HR are the gatekeepers for bringing in sales talent, nurturing their professional development, and creating a culture that keeps employees satisfied. From day one, they are responsible for setting all employees up for success with the resources and support they need to excel at an organization.

Sales enablement has historically been heavily involved in onboarding efforts for sales, and as such human resources is often a core partner for many sales enablement practitioners. This partnership is becoming even more critical as sales enablement becomes more deeply involved in sales talent management through things like hiring plans, retention programs, professional development, and competency mapping.

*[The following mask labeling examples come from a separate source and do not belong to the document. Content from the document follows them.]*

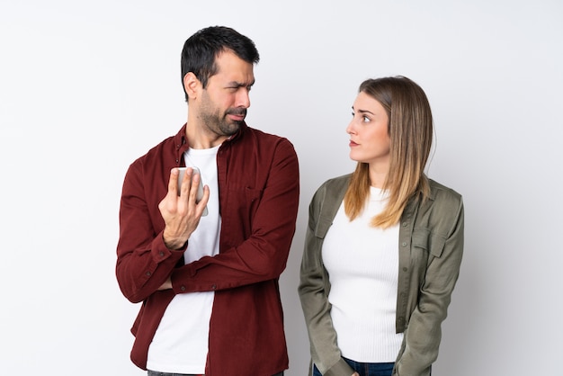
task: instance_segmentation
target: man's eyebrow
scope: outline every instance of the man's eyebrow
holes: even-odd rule
[[[250,84],[246,84],[246,83],[242,83],[238,81],[231,81],[228,83],[228,85],[232,87],[246,87],[246,86],[252,86],[253,85],[255,85],[255,81],[253,81]]]

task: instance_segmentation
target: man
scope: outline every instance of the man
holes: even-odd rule
[[[278,279],[295,231],[299,165],[290,141],[245,122],[258,60],[233,29],[190,37],[187,122],[126,174],[116,274],[123,294],[142,301],[131,360],[148,375],[288,368]]]

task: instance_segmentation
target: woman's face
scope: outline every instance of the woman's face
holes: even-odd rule
[[[346,128],[350,135],[350,158],[371,166],[389,166],[390,139],[389,116],[378,101],[367,94],[358,94],[353,103],[353,119]]]

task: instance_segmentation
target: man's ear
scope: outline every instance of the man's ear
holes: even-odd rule
[[[188,94],[188,98],[195,99],[198,96],[200,89],[201,88],[201,83],[195,76],[193,72],[188,72],[183,76],[183,90]]]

“It’s essential for enablement to partner closely with HR,” said Devon McDermott, vice president of global enablement at CM Group. “For us, they’re part of our onboarding accountability flow. By cultivating a meaningful relationship with HR, we’re able to take a holistic approach to onboarding and go beyond the bottom line and basic metrics and actually develop and nurture our sales team and really our full employee base.”

Sales Operations

Sales operations and sales enablement are naturally complementary functions. In fact, at many organizations, the sales enablement function was born from a need within the sales operations function to put more action around the data and insights the operations team collected on sales performance. While sales operations owns a lot of the sales technology, analytics, processes, and reporting, sales enablement drives tool adoption, designs training programs around analytics, and streamlines processes and reporting for the sales organization.

“Sales operations brings deep analytical and strategic planning to the table and they’re very tactical, spotting snags in our process, looking for leading and lagging indicators, and viewing where the future opportunity might be,” said Imogen McCourt, co-founder and chief executive at &Grow.io. “Sales enablement tends to be more plugged into the day-to-day selling environment. We can bring this to life and execute on the things that sales ops might have spotted that need fixing. End-to-end, we operate as one.”

Customer Success/Services

As many companies are faced with the challenge of having to maintain customer trust and engagement month after month, customer success teams are critical to expand on the customer loyalty foundation that is built during the pre-sales experience. That means customer success efforts need to operate in sync with the relationships that sales initiates.

“It is 25 to 40% more expensive to go out and acquire a new customer versus keep the customers that we already have,” said Scott Barker, head of partnerships at Sales Hacker. “So, how do we turn those customers not only into repeat customers, but into advocates?”

By partnering closely with the customer success team, sales enablement can help provide a bridge between pre and post-sales efforts. When these efforts are aligned, organizations are better equipped to improve customer experiences end-to-end and elevate their success as a result.

Sales enablement is a unique function in the sense that its potential is maximized when it has a close relationship with core partners across the business. At the same time, those core partners are better positioned for success with a strong relationship to sales enablement.

That’s why nurturing all the elements within the sales enablement ecosystem is such an important part of the sales enablement role. Through intentional interconnectivity across the ecosystem, sales enablement prospers – helping sales prosper as a result.